- Died: 6 July 1591
- Occupation: Merchant
- Spouse: Claus Mikkelsen
- Children: 2

= Karen Kotte =

Danish merchant (died 1591)

Karen Kotte (died 6 July 1591) was a Danish merchant, who helped fund the Danish crown with supplies during the Northern Seven Years' War.

== Life ==
Karen Kotte was born into one of the most prominent trading families in Odense. She was the daughter of the mayor of Odense, merchant Jørgen Nielsen Kotte (died 1584) and Kirsten Peder Christophersdatter (died 1583). She was married to merchant Claus Mikkelsen (died 1572). She had two daughters.

During the Northern Seven Years' War, she, along with Oluf Bager and Hans Mule, financed the Danish military with war goods on credit and as a result, fared much better than other merchants in the aftermath of the war.
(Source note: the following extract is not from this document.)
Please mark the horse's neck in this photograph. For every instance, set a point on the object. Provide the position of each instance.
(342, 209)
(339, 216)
In 1572, she hosted Ulrich, Duke of Mecklenburg and his retinue while they were travelling to his daughter, Sophie of Mecklenburg-Güstrow's wedding to Frederick II of Denmark. Kotte received the highest compensation from the duke among all the hosts of his trip. In comparison, Kotte's father received the second highest amount, which was only half of what Kotte received.

Kotte used her farm as a debtor's prison, where inmates stayed at their own expense and had to remain until their debt was paid off.

Kotte died on 6 July 1591. After her death, a dispute over inheritance arose between her son-in-law Christoffer Bang and her other heirs. He alleged that Kotte had prevented his wife and her daughter Kirstine from accessing her inheritance from her father. As well as that, the other heirs had borrowed money from Kotte and failed to repay it before her death. The king had to intervene repeatedly, ordering them to appear before a magistrate and either reconcile amicably or have the magistrate settle the dispute.